Позже, много позже мне открыли: есть умные женщины, которые умеют обуздывать себя, давая другому видимость свободы, чтобы владеть исподтишка. Но, открой мне это раньше, оно бы все равно не подошло: для этого надо слабее любить. С Тобой — театр? Поза? Невозможно. Зачем тогда всё?
Юношескую запальчивость тянет к разрушительству. И постепенно эта работа началась. Пошло с анализа: вдруг больно задела, перелистнувшись, ещё страничка: Ты знал в тот вечер, что соседи не придут, и не зашел за мной. Почему? Занятость делом? Забывчивость? (Мог забыть!) Небрежение? Никуда, мол, не денется. Денусь, денусь, Я метнулась было сказать, что моя командировка кончилась, уехать. И не смогла. Как увядала Тебя, так и не смогла. А разрушитель во мне продолжал расшатывать стены: он отчленил первый «допамятниковый» период и, как мерку, прикладывал его ко всему. Тогда, к примеру, Ты очень подолгу прощался со мной — не умел уйти сразу:
— Подожди, я забыл рассказать про архитектора Райта. Слыхала о нем?
— Тот, который рассчитал и построил дом над ручьем?
— Да, да. А ты знаешь, что все его дома, его собственные дома погибли от огня. В разнос время.
И шел разговор о судьбе, о покорности ей или непокорстве. Ну, в общем, важный для нас разговор, от которого трудно оторваться. И, значит, расстаться трудно.

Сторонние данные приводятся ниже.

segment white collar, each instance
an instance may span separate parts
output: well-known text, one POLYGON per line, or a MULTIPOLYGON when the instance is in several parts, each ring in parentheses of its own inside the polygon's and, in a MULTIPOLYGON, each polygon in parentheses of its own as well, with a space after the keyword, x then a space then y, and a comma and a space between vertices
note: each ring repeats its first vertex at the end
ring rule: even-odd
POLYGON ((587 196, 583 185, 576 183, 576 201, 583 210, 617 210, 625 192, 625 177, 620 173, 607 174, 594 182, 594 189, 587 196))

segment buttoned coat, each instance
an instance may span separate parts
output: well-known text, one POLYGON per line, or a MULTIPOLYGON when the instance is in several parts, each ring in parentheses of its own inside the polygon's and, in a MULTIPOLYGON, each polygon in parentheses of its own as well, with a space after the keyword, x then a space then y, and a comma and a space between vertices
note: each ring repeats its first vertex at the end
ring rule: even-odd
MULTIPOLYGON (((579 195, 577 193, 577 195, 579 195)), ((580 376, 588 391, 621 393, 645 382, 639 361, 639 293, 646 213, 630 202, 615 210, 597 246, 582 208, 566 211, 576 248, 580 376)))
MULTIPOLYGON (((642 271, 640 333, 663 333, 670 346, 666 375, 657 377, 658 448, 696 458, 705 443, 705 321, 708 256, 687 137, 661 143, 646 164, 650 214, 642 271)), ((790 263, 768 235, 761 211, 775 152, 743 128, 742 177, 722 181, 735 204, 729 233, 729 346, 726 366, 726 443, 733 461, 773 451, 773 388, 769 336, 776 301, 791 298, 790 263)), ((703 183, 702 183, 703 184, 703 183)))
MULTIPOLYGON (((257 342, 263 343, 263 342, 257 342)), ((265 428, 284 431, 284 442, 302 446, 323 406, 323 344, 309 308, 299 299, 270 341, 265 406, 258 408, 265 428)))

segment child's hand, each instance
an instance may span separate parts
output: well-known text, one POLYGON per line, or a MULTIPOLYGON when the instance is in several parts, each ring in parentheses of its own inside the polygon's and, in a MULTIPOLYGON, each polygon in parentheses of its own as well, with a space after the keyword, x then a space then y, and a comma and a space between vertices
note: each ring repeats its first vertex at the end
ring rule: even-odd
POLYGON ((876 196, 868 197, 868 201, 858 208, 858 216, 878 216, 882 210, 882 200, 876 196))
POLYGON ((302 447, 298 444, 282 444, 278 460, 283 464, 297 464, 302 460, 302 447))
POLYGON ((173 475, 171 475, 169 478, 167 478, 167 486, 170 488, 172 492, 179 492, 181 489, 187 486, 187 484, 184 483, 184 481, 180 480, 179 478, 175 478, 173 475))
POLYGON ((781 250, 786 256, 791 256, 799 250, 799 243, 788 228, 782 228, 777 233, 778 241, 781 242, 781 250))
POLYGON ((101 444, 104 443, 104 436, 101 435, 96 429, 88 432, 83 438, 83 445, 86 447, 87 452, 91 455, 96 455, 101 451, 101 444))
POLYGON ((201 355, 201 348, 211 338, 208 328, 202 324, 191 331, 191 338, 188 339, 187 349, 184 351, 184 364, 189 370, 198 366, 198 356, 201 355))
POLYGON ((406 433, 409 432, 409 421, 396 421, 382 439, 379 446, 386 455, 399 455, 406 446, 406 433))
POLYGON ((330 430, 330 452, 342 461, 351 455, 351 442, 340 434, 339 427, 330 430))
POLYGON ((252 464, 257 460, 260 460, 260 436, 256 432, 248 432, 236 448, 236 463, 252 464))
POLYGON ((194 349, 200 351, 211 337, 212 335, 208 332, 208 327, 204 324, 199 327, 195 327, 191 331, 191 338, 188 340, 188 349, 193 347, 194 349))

Теперь Ты уходил вроде бы даже с облегчением. Неужели мы уже исчерпали друг друга? Нет же ведь, нет! А что тогда? Почему так:
— Побегу, Юлька, почерчу.
— О господи, не отпрашивайся ты, как школьник. Иди, конечно.
— Ты опять рассердилась? Но ведь я должен работать.
— Работай.
— Я забегу потом.
И снова я сидела на гостиничной кровати и ждала, ждала, боясь пропустить Твой приход. А Ты не шел. Снова был вечер, когда Ты забыл обо мне. Опять, верно, переделывал памятник. Ты хотел уступить, но и сохранить. Возможно ли это?.. Не знаю. Но мне было больно от любого Твоего действия, не имеющего отношения ко мне. Разрушитель уверял: «Прежде он не выключил бы тебя. Хотел бы, чтоб ты была возле. Чего ждешь? Почему не уезжаешь? И отпуск твой прошел».
— Юл, мне пора уезжать. Командировка кончается.
— Ой, Юлька. А когда?
Это «ой!» — с горечью. И сроки сразу отложились.
— Скоро. На днях.
— И у меня на днях решается. Может, уедем вместе. Да?
Да! Да! Конечно, да!
А вечером, не дождавшись Тебя, я подошла к окошку и увидела: по узким досочкам тротуара Ты вышагивал резко и нервно. Казалось, Ты прихрамываешь, но я уже знала — это внутренняя неровность раскачивает тебя. Ты шел от гостиницы. От меня. Я хотела окликнуть, но поперхнулась. За моей спиной задышала все та же старуха. Тоже увидела.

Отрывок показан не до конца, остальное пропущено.